Marc Aldibert, viticulteur depuis 27 ans, a malheureusement connu bien d’autres crises viticoles. La spécificité de celle-ci, à ses yeux, est qu’elle «est franco-française, à cause des importations massives en provenance d’Espagne, d’Italie et d’autres pays. Cela ne posait pas de problème tant que les récoltes étaient petites. Mais depuis deux ans ce n’est plus le cas et le marché est saturé» Selon la direction régionale de l’alimentation, de l’agriculture et de la forêt Occitanie (Draaf), les cours des vins SIG ont chuté de 8 % et ceux des vins IGP de 5%.
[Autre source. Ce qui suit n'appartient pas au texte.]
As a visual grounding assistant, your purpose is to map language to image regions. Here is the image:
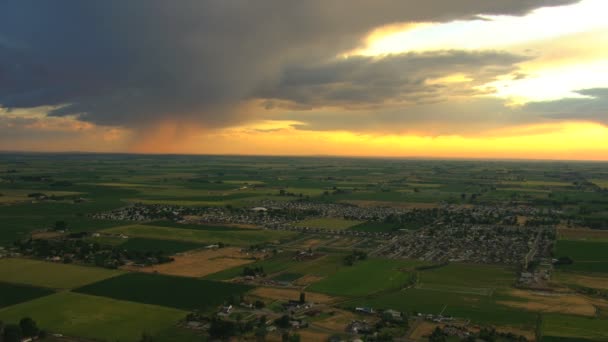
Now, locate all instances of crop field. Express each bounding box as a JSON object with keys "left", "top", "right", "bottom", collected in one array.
[
  {"left": 103, "top": 225, "right": 295, "bottom": 246},
  {"left": 120, "top": 238, "right": 203, "bottom": 254},
  {"left": 557, "top": 228, "right": 608, "bottom": 242},
  {"left": 272, "top": 272, "right": 304, "bottom": 282},
  {"left": 295, "top": 218, "right": 362, "bottom": 230},
  {"left": 76, "top": 273, "right": 252, "bottom": 310},
  {"left": 418, "top": 263, "right": 516, "bottom": 289},
  {"left": 0, "top": 258, "right": 122, "bottom": 289},
  {"left": 123, "top": 247, "right": 254, "bottom": 278},
  {"left": 555, "top": 240, "right": 608, "bottom": 273},
  {"left": 0, "top": 292, "right": 187, "bottom": 341},
  {"left": 553, "top": 272, "right": 608, "bottom": 290},
  {"left": 308, "top": 259, "right": 422, "bottom": 296},
  {"left": 542, "top": 314, "right": 608, "bottom": 341},
  {"left": 349, "top": 222, "right": 399, "bottom": 233},
  {"left": 250, "top": 287, "right": 338, "bottom": 304},
  {"left": 0, "top": 282, "right": 53, "bottom": 308},
  {"left": 343, "top": 288, "right": 536, "bottom": 329}
]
La situation serait encore plus critique ici estime Marc Aldibert : «On se retrouve avec des viticulteurs qui ont encore aujourd’hui la moitié de la récolte en cuve. Même si on donnait ce vin, on ne nous le prendrait pas. Jusqu’en 2005, la France importait 2,5 millions d’hectolitres par an, c’est 6,5 millions aujourd’hui ! A titre de comparaison, le vignoble de Gaillac à lui seul ne représente que 450 000 hectolitres. Comme 80 % du marché du vin est réalisé en grande surface, cela met la pression sur les vignerons pour assurer des prix bas. Or comme les distributeurs ont leur propre groupe de négoce, ils n’hésitent pas à vendre des vins espagnols sous marque française pour s’assurer de bonnes marges, mais au final on trompe le consommateur.»